Real-time stock market insights
As data volumes grow, data management becomes a vital factor to business success. Stock markets and investors around the globe now rely on advanced algorithms to find patterns in data that will help enable computers to make human-like decisions and predictions. Working in conjunction with algorithmic trading, big data can help provide optimized insights to maximize portfolio returns. Caching can consequently make the process smoother by making access to needed data easier, quicker, and more efficient.
Customer analytics
Understanding customer needs and preferences is the heart and soul of data management, and, ultimately, it is the goal of transforming complex datasets into actionable insights. In banking and finance, big data initiatives focus on customer analytics and providing the best customer experience possible. By focusing on the customer, companies are able to Ieverage new technologies and channels to anticipate future behaviors and enhance products and services accordingly. By building meaningful customer relationships, it becomes easier to create customer-centric financial products and seize market opportunities.
Fraud detection and risk management
In the finance industry, risk is the primary focus of big data analytics. It helps in identifying fraud and mitigating operational risk while ensuring regulatory compliance and maintaining data integrity. In this aspect, an in-memory cache can help provide real-time data that can help in identifying fraudulent activities and the vulnerabilities that caused them so that they can be avoided in the future.

What Does This Mean for the Finance Industry?

Big data is set to be a disruptor in the finance sector, with 70% of companies citing big data as a critical factor of the business.

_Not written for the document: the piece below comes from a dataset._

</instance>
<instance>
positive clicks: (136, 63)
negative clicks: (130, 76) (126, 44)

In 2015 alone, financial service providers spent $6.4 billion on data-related applications, with this spending predicted to increase at a rate of 26% per year. The ability to anticipate risk and pre-empt potential problems are arguably the main reasons why the finance industry in general is leaning toward a more data-centric and customer-focused model. Data analysis is also not limited to customer data; getting an overview of business processes helps managers make informed operational and long-term decisions that can bring the company closer to its objectives. The challenge is taking a strategic approach to data management, choosing and analyzing the right data, and transforming it into useful, actionable insights.